Circular free association fun: Antietam the band was formed in Louisville on Derby Day, 1984. A horse named Swale won the Derby that day. A swale is a "depression in the earth." Antietam was named after a Civil War Battle that occurred on September 17, 1892. The "Bloody Lane" is an 800-yard "sunken road" - or a "depression in the earth" is one of the more notorious sections of the Antietam battlefield. Music from Elba includes an anti-war song "War is (the health of the state)" Another song from Elba is called "The Haunting of Rocky Face Ridge" home of another Civil War Battle in Georgia. Georgia Hubley produced the third Antietam album, Burgoo, which is a traditional Kentucky stew served on Derby Day.

Links:
Antietam's Myspace streams songs from their most recent album (Victory Park), one cut from their 1994 Rope-a-Dope and a 2004 Esopus compilation cut.

Carrot Top Records


4 comments:

jon manyjars said...

So what DID Wolf Knapp do after leaving Antietam (or after Antietam left him)? I have that Your Food album, and I remember an interview where he said that Wolf "is my real name, not my punk rock name". I guess I could google him myself, just thought you might know.

Jim H said...

All I could find was that he played for a number of bands that I hadn't heard of. He appears in a 1996 Mecca Bodega album for one and he also backed up Tara Key in one of her solo efforts.

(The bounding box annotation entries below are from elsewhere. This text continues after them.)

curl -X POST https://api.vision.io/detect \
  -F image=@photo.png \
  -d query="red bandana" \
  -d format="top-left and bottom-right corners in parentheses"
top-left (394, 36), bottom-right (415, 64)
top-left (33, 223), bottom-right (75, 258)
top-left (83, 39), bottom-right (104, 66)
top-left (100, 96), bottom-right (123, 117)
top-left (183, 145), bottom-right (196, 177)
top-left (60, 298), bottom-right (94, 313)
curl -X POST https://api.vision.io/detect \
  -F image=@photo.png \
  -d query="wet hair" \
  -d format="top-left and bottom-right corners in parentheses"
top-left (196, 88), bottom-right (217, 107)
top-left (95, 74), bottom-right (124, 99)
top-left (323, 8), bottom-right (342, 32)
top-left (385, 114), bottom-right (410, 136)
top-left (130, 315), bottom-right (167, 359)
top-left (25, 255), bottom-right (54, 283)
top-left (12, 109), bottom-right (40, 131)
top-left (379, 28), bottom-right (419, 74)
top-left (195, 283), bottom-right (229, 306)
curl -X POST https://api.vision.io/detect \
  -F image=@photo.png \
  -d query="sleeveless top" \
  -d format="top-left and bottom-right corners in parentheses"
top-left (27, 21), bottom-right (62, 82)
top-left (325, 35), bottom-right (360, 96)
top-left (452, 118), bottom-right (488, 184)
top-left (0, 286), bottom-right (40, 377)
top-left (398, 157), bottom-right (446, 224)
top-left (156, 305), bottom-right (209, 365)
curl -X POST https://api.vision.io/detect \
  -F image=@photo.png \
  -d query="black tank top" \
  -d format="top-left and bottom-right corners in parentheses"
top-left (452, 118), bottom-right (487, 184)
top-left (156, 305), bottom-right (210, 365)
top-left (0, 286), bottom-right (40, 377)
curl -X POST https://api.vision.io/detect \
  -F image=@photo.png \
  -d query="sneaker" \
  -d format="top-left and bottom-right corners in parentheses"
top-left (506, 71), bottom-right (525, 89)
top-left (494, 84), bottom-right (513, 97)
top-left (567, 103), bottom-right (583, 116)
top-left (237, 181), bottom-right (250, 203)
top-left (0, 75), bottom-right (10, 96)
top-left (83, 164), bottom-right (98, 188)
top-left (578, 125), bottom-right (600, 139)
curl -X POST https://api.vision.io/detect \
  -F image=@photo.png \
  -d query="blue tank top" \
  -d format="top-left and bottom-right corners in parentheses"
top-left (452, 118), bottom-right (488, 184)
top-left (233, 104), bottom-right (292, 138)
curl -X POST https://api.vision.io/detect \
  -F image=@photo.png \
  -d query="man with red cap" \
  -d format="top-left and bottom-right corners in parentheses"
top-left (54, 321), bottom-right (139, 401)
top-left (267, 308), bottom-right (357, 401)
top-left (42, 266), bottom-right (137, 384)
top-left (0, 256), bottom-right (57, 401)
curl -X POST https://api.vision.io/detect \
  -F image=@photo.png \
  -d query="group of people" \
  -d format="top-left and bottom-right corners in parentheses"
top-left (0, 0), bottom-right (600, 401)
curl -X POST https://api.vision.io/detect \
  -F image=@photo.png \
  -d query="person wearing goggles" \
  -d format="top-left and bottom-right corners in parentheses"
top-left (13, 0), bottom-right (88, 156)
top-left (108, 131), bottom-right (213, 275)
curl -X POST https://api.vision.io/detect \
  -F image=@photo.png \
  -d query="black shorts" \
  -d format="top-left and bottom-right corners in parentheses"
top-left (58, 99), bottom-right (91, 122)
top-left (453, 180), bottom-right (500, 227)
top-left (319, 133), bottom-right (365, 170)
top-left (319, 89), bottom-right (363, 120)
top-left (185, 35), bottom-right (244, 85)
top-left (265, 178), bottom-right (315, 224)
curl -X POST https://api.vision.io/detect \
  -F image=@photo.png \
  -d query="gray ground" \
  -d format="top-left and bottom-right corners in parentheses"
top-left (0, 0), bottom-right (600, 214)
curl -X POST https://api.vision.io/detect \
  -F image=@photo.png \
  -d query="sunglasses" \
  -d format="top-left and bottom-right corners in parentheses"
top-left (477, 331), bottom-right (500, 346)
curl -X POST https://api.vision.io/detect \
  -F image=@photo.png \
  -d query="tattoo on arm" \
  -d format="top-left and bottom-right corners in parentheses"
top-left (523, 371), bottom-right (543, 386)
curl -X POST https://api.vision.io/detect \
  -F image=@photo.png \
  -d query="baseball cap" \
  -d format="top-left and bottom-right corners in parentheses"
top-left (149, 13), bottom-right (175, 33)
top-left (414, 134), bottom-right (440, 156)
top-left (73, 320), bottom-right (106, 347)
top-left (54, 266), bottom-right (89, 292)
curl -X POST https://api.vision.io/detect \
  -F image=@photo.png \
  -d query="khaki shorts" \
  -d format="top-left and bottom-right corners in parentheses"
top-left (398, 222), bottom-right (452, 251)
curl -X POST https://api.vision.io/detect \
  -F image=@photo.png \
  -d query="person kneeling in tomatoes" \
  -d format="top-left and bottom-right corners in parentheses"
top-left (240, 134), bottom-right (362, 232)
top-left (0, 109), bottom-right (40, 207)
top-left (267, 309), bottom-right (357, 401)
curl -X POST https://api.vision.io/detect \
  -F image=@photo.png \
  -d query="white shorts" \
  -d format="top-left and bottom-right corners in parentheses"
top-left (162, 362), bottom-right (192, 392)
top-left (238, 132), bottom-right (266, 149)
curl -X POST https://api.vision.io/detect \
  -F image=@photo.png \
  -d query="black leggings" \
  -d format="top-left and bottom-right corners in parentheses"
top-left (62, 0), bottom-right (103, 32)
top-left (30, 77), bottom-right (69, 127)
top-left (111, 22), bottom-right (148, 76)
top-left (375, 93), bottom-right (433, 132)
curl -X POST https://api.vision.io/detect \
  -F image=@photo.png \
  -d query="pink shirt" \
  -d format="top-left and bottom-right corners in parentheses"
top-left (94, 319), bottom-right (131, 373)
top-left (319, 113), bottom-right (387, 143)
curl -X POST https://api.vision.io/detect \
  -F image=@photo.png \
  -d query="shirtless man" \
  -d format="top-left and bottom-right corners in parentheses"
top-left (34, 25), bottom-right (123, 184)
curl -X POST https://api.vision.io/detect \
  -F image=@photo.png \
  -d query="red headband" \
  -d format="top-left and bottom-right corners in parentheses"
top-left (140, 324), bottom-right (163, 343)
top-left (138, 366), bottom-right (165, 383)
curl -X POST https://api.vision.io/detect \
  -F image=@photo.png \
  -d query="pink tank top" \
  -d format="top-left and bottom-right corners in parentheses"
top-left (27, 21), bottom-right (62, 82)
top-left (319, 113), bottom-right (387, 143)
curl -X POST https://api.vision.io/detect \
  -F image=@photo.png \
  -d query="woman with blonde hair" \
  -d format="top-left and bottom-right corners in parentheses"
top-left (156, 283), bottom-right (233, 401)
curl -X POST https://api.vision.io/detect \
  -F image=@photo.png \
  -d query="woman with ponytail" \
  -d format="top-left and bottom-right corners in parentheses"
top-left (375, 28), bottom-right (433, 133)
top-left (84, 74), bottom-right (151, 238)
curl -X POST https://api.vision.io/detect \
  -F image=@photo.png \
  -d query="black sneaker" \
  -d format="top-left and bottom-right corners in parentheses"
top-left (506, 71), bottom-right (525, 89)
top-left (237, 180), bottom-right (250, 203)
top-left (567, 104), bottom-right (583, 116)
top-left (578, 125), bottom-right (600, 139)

There is a reference to a bassist called Wolf Knapp playing in a band called Stretcher ("alternative metal"), but according to their website they have a different player now.

I can't find any references to him doing any further songwriting, though.

h said...

Wolf Knapp actually founded Stretcher, but moved on. He's been in and out of Jazz session playing in NYC, but rumor has it, he's still writing, and YES, his stuff for Antientam was thier best. Seen him live? .

Wolf said...

Ha! It's me, Wolf. Believe it or don't. Just comparing myself on Bing and Google, for salaryman-activity-related-purposes and found this.

FWIW, after Antietam I toured as bass player for Christmas, opening for Husker Du for 5 weeks. The Huskers were heroic. Also 5 weeks (felt like a lifetime) with Opal, soon to be Mazzy Star, opening for Jesus & Mary Chain. The drunkest people I've ever met. Often an entertaining kind of drunk.

Got a BFA in Jazz Performance from the New School. Ran a loud jazz band named Baba Rum, gigged with Tara, Gangway Fathead, Oatmeal Banana, Jane Scarpentoni. Founded Stretcher. Gave up exactly 10 years ago, though I'm having a great time playing front porch guitar blues.